May made the statement as all party leaders parsed what Monday’s election results meant.
With 156 MPs, the Liberals won the most seats, but not enough to form a governable majority. The Conservatives topped the popular vote, capturing 35 per cent of ballots against the Liberal’s 33 per cent, but ballots were heavily concentrated in the West and suburban Ontario ridings.
Pointing to the broad Conservative blue swath across the Prairies as Liberals were swept out of Alberta and Saskatchewan, Conservative Leader Andrew Scheer said Trudeau’s government will have to act to start bridging a growing rift with those provinces.
“We will fight for you. We will do everything we can to make sure that this Liberal government understands that it has to change course,” Scheer said during a postelection media conference. “It cannot continue to attack our energy sector.”
Saskatchewan Premier Scott Moe and Alberta Premier Jason Kenney added their voices with letters to Trudeau. Moe called on Trudeau to cancel the federal carbon tax and reform equalization payments.
Kenney urged Trudeau not to broker agreements with the NDP or Green parties to maintain government if it would block the Trans Mountain pipeline expansion or natural gas exports from the West.
On election night, while celebrating the Greens’ best federal election results, winning three seats and doubling its share of the popular vote to 6.5 per cent, May lamented that it hadn’t elected enough MPs to press its own case in a minority government.
“We clearly didn’t have enough people voting Green to ensure we can press forward with the only climate plan (among party platforms) rooted in science,” May said.
“But it doesn’t mean Canadians don’t care about climate,” she said, as the Liberals and NDP “greenwashed” their own platforms to appear more ambitious on climate action.
As for facing a Conservative opposition that feels alienated over energy development and support for pipelines, May will hold her position because “we are running out of time, and it’s science, it’s not a political issue.”

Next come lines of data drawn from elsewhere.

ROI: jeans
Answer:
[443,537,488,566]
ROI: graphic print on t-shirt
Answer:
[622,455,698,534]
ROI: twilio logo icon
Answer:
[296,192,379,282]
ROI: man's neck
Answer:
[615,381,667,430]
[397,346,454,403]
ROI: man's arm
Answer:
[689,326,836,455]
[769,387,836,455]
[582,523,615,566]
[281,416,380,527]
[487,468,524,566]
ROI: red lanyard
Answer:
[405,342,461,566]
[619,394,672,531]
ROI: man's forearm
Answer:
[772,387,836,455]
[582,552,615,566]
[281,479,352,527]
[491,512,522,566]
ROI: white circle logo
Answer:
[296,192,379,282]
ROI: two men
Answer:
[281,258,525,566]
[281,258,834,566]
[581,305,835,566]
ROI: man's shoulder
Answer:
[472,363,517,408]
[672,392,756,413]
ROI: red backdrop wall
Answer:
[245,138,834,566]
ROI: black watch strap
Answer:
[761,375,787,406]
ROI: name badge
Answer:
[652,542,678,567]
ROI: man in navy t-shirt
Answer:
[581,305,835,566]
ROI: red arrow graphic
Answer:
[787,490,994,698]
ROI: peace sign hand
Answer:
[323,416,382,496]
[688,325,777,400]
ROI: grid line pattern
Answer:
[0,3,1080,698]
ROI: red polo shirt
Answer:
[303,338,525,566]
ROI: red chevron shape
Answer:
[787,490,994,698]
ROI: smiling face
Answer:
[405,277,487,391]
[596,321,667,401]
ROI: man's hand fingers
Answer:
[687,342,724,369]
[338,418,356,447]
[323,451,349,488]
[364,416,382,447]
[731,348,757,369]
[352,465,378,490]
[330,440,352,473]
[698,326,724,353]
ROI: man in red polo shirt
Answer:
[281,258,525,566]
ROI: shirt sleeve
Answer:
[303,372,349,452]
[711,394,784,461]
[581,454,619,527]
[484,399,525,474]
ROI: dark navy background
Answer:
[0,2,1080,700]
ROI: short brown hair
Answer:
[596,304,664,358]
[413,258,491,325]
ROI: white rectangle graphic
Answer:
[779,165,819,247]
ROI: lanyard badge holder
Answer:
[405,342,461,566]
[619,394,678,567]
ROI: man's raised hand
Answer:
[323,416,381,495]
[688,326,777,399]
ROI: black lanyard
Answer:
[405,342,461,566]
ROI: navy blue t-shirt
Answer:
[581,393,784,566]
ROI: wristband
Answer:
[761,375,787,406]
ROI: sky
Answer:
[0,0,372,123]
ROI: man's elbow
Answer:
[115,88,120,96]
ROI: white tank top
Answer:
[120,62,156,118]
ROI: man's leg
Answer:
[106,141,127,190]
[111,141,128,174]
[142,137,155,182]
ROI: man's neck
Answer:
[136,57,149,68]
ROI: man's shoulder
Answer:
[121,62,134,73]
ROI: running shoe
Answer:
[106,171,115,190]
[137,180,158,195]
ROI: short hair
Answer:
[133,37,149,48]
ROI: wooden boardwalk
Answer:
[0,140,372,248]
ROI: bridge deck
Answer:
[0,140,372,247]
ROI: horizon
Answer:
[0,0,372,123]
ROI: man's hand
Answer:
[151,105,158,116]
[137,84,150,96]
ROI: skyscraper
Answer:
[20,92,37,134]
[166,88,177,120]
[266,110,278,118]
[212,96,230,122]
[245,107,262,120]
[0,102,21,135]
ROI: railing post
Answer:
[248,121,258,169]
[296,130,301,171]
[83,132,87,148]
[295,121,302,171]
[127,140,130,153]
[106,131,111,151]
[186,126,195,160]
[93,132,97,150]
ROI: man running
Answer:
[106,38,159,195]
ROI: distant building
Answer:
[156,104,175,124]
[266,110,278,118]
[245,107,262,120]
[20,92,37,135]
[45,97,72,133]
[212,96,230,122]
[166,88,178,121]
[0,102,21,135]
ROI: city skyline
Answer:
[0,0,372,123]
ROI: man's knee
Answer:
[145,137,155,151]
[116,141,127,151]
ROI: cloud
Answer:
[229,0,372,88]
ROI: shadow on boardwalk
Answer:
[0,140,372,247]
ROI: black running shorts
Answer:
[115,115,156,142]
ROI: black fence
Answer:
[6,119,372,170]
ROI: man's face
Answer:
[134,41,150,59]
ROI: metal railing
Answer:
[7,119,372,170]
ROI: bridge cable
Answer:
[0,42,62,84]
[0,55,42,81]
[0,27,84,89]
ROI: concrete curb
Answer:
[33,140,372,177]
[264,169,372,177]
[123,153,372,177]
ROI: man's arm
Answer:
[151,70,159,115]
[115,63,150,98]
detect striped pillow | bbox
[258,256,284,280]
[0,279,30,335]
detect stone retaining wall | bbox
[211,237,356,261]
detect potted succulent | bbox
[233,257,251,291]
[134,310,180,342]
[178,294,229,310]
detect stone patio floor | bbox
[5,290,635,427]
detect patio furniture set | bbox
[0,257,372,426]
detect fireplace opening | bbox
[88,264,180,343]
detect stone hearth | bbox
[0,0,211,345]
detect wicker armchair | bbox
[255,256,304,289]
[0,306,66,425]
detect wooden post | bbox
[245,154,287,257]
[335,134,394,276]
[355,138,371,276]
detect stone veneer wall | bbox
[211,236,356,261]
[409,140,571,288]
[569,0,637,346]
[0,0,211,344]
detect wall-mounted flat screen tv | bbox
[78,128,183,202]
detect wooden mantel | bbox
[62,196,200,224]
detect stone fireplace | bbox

May said she knows MPs in Scheer’s caucus who have different views on the subject from their leader and she believes more needs to be done to make the case for climate action directly with Alberta and Albertans.
Government needs to spell out the alternatives to a fossil-fuel-based economy that could be built using the billions of dollars it would take to build the Trans Mountain pipeline expansion.
“If we can’t communicate that we’re in this together, we’re failures as leaders,” May said.
How the Greens might cooperate with NDP Leader Jagmeet Singh’s caucus, however, remains to be seen after their bitter exchanges in the late days of the election campaign over misleading advertising.
May said she hasn’t spoken to Singh since the election, but they will likely talk when Parliament resumes and she isn’t sure how that conversation will go.
“It depends if he’s prepared to say sorry for saying things we didn’t say,” May said. “That would be a good start.”